The word I’d have used was ‘depressing.’ “How come?”
“Some people think your best movie was Free Leningrad! But for my money, it’s William Tell. What a terrific picture!”
“Why is that ironic?”
“Have you seen our show?”
“I told you: I don’t own a television set.”
“Our theme tune. It’s the William Tell Overture! It’s like you belong here, right?” Anson beamed his eager-beaver face at Marcus until he saw how little of an impact he’d made. “So this’ll be your office.”
The corner office Anson had assigned him was larger than the one Marcus had at MGM. Windows on two sides let in the early summer light, and in front of the soundstage across the way, a crew member was pushing a costume rack past a hand-lettered sign that read “The George Burns and Gracie Allen Show.” Marcus looked at it wistfully.
“Let’s go to our projection room,” Anson said. “I’ll set you up with a bunch of episodes so you can get the feel of it.”
Sounds tedious. “Sounds good.”
The screening room had sixteen seats in two rows of eight. It was a fraction of the size of MGM’s.
How about you stop comparing this place to your old life? You can like it or lump it or leave it, but at least give it a fair shake before you abandon ship. It’s not as though anybody is sitting at home waiting for you.
A few minutes later, Anson reappeared with paper and pens so Marcus could take notes.

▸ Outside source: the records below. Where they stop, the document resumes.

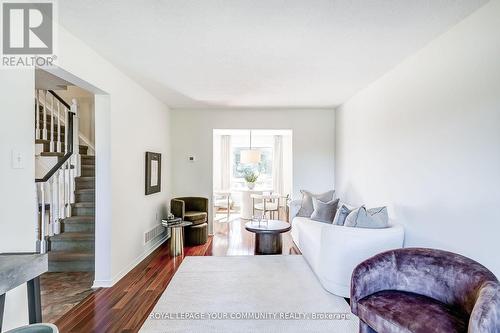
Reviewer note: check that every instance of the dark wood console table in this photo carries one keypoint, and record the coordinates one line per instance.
(17, 269)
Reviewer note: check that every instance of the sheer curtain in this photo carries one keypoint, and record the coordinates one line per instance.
(225, 162)
(278, 179)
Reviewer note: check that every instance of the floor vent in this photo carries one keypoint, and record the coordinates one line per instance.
(153, 233)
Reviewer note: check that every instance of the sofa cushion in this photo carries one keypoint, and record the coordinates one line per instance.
(342, 213)
(324, 211)
(400, 311)
(373, 218)
(195, 217)
(306, 206)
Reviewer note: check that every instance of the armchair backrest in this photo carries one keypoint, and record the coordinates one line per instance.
(197, 204)
(448, 277)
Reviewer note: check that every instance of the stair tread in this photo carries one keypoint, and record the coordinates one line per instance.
(85, 179)
(79, 219)
(73, 236)
(70, 255)
(52, 154)
(85, 191)
(84, 204)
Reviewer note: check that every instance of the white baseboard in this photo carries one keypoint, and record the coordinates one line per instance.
(123, 272)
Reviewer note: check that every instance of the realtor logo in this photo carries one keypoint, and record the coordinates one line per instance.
(27, 28)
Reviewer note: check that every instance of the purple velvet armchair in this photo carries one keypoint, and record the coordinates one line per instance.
(425, 290)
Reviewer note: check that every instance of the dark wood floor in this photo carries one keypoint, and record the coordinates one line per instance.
(125, 306)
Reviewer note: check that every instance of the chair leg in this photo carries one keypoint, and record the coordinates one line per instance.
(364, 328)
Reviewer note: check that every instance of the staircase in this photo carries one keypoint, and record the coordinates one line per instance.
(73, 249)
(70, 231)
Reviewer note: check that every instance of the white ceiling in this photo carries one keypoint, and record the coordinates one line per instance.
(259, 53)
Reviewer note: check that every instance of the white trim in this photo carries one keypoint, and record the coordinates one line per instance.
(123, 272)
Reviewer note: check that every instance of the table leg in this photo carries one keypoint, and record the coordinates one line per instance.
(176, 242)
(34, 301)
(2, 304)
(268, 243)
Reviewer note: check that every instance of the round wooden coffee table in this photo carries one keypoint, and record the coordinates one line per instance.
(268, 239)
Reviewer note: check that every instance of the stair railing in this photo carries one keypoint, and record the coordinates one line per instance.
(55, 191)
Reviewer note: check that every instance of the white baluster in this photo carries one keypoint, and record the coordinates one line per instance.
(59, 150)
(50, 226)
(37, 224)
(66, 121)
(44, 120)
(43, 243)
(37, 114)
(56, 224)
(76, 138)
(70, 183)
(52, 123)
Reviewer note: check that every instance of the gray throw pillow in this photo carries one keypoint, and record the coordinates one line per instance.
(306, 206)
(342, 213)
(324, 211)
(373, 218)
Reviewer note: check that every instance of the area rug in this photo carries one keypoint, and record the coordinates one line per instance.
(248, 294)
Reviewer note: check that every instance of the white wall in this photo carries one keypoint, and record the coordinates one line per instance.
(313, 145)
(17, 186)
(129, 122)
(425, 140)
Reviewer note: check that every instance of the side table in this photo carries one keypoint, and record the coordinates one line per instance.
(177, 235)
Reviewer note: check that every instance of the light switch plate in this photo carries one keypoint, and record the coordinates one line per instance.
(18, 159)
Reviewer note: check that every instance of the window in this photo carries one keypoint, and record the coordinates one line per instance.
(265, 167)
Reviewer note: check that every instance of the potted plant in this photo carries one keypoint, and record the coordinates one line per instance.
(250, 178)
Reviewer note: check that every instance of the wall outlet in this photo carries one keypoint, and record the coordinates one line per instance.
(17, 159)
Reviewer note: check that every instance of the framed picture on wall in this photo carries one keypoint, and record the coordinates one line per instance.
(153, 173)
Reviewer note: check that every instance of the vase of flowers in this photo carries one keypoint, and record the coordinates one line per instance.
(250, 178)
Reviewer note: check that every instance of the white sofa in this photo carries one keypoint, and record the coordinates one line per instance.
(334, 251)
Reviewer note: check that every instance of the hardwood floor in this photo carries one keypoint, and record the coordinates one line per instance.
(125, 306)
(62, 291)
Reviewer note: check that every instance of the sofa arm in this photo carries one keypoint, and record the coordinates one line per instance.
(375, 274)
(294, 206)
(485, 316)
(178, 208)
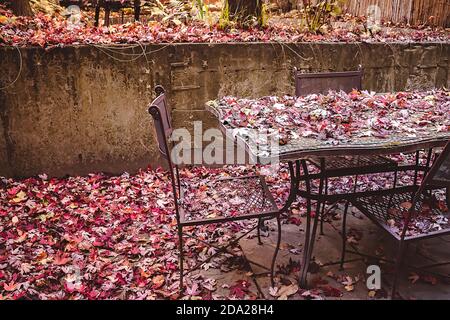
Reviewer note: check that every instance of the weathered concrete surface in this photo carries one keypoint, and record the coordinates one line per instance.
(81, 109)
(327, 252)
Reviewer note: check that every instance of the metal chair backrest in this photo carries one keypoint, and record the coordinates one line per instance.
(160, 112)
(308, 83)
(439, 174)
(163, 121)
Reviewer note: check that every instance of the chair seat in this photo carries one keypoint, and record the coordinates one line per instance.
(389, 209)
(212, 201)
(358, 164)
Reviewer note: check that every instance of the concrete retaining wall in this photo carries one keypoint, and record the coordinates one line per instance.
(76, 110)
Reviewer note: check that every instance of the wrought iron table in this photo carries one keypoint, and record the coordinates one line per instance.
(296, 151)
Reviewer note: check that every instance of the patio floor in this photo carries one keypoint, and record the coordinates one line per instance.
(328, 282)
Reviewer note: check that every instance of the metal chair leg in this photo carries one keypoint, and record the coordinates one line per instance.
(272, 268)
(322, 213)
(448, 197)
(344, 236)
(398, 266)
(180, 243)
(258, 232)
(97, 15)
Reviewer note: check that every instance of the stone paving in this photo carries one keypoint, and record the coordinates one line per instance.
(366, 238)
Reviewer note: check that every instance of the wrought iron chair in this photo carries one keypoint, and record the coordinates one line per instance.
(259, 202)
(397, 210)
(308, 83)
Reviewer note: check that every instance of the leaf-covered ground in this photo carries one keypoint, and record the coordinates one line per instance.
(115, 237)
(49, 31)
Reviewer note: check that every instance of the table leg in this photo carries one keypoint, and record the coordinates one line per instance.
(310, 234)
(294, 173)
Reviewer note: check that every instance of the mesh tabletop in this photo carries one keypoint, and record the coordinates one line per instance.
(376, 123)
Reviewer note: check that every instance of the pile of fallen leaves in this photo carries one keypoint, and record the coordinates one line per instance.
(47, 31)
(338, 117)
(115, 237)
(100, 237)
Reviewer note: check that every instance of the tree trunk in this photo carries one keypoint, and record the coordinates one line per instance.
(20, 7)
(241, 9)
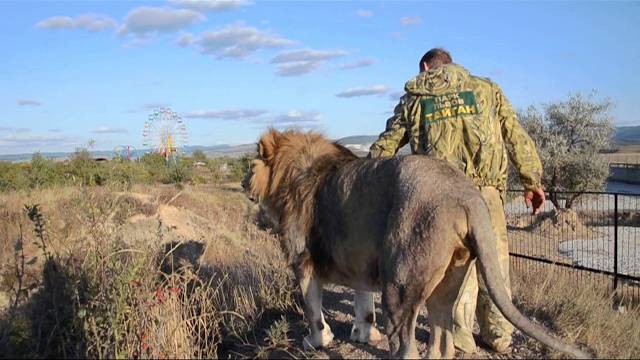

He’d gathered the first three episodes of season one and the six latest episodes of the current season.
As he turned to go, Marcus called him back and pointed to his new boss’s wooden leg. “You seem to be doing okay.”
Anson clenched his jaw. “It was an infection. Pretty bad. They’ve got this new class of antibiotics. The nurse called it ‘Superman in a hypodermic.’”
“Did it save the day?”
Anson see-sawed his hand. “Jury’s still out.” He left Marcus alone in the screening room.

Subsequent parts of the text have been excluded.